We started travelling on V1 with the Aurora Australis at the end of October, arriving at Davis for the over-ice resupply and refuelling, amid the busy hubbub of a station in changeover mode. We’re now about halfway through the project, currently staying at Mawson.
We flew west to Mawson from Davis in a Twin Otter. It’s a 2.5 hour flight over the Amery Ice Shelf and the Lars Christensen Coast. At this time of year, the sea ice is starting to shatter and break out. Isolated ‘nunataks’ of sheer rock cliffs rear out of the ice sheet, and suddenly we touch down on the fast ice in front of Mawson station.
It’s a privilege to parachute into the small tightly-knit community of 13 expeditioners who’ve lived here for more than a year, and be welcomed so warmly. And a change of pace too, from the clamour of a packed lunch-time on the ship or at Davis station to the cosier ambiance of four tables in the Mawson mess.
Our first week here enjoyed such surprisingly glorious weather that the locals were almost apologetic. “Don’t worry,” Station Leader Kyle assured us with a wry laugh, “it’ll change!”
And it did. Sunny skies and calm days gave way to blowing snow and winds over 60 knots. Blizzards have been the all the rage at Mawson this year — so far the tally is 51, the fifth-highest blizzard count on record.
While the weather doesn’t stop us, it certainly decides where and when we get things done. We’re moving around the station to record how Mawson works — key infrastructure like the powerhouse, wastewater treatment, medical facilities, meteorology, water supplies, kitchen, emergency services, and the like.
Given the right weather windows, we intend to travel further afield, covering the long-term Adélie penguin research on nearby Béchervaise Island, the emperor penguin colony at Auster rookery, and the remote field huts dotted inland.
‘VLV Mawson, this is media team. Advising drone operations are about to commence’ is a radio call we look forward to making again, weather permitting. Mawson is set in a spectacular landscape: on a steep rocky headland, surrounded by frozen ocean, flanked by islands and ice cliffs, and backed by the rising plateau. It’s fantastic to get aerial shots of the station and its surrounds in crisp 4K resolution.

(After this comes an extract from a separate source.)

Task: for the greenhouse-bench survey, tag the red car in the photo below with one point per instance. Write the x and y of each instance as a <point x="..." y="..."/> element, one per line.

The longer we’re here, the more we learn. Not just about what’s happening today or next week, but from the incredible store of lived experience from Mawsonites, many of whom have worked at several stations over multiple winters.

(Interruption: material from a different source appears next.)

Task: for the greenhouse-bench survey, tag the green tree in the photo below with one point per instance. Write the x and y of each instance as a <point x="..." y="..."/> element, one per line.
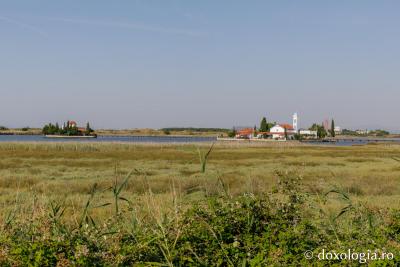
<point x="264" y="125"/>
<point x="232" y="133"/>
<point x="333" y="128"/>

As Australia’s first continental station (established in 1954), and the longest continuously occupied station south of the Antarctic Circle, the sense of history at Mawson is strong. A number of the earlier buildings remain, some still in use. In the living quarters of the Red Shed, you’re never far from photos of much-loved huskies, their framed collars, and even taxidermied dogs in display cases.
We’ll be here for two-and-a-half weeks, long enough to fit into the routines of work programs, sea-ice drilling tests, science projects, show-and-tells, kitchen and cleaning duties, trivia nights, home-brew bottling, and station meetings.
It’s also long enough that when the time comes to leave, travelling back to Davis and then to Casey, Simon and I will miss the small community we’ve quickly become part of here at Mawson.